Some have suggested a system of regional hegemons: the United States in North America, Brazil in South America, Germany in Europe, Russia in Eurasia, China in Asia and so on. The problem with this scenario is that it implies equality among hegemons where none exists. It also assumes that these hegemons are themselves stable, which they often are not. Brazil has profound institutional problems and social unrest. Russia will not dominate energy markets as much in the future, even as its own population declines. Germany is too entrapped in the Russian economy and energy sector to maintain a forceful foreign policy. China sits atop a vast credit bubble, which is only one of its structural and economic challenges. The United States has its problems, to be sure: partisan gridlock, a broken health care sector, increasing disparity between the poor and wealthy and so forth. But the problems that burden the other hegemons are in a number of cases worse and far more fundamental.

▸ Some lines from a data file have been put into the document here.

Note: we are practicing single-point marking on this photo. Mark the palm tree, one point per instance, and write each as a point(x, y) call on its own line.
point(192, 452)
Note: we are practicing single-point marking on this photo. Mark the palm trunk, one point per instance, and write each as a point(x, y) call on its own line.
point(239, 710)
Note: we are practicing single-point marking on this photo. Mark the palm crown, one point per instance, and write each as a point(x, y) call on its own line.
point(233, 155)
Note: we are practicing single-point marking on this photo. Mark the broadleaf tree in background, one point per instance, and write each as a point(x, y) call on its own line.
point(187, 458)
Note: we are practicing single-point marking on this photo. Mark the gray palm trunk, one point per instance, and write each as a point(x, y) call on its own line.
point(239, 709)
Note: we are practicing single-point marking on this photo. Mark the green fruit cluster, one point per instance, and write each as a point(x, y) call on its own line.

In other words, some of the hegemons themselves may severely stumble in the coming years, for Russia and China both may undergo significant social unrest. It is more likely that post-Putin Russia will be more anarchic than democratic; the same goes for China, if the Communist Party there fundamentally weakens.
And while the United States may be, in a relative sense, the strongest of the hegemons for many years to come, its ability to intervene in world crises may, nevertheless, diminish. American power depends on capable central authority elsewhere -- for where else can an American president apply pressure except upon other rulers? But if central authority itself gives way to weak democracies and anarchy where nobody is really in charge, there will be no address where America can go to demand action. Moreover, there is considerable evidence that the American people are simply more hesitant to underwrite security in distant theaters than they were during the Cold War, when they saw themselves in an existential battle against a rival ideology.
Policy elites have no trouble imagining a world of rival hegemons to replace an American imperial-like system -- because even a world of rival hegemons implies some degree of recognizable order and organization. What they have a more difficult time imagining is a world in which nobody is sufficiently in charge anywhere, where formlessness rules, where hierarchy itself has decayed. This anarchic formlessness combined with postmodern technology may help define the world that ultimately awaits us.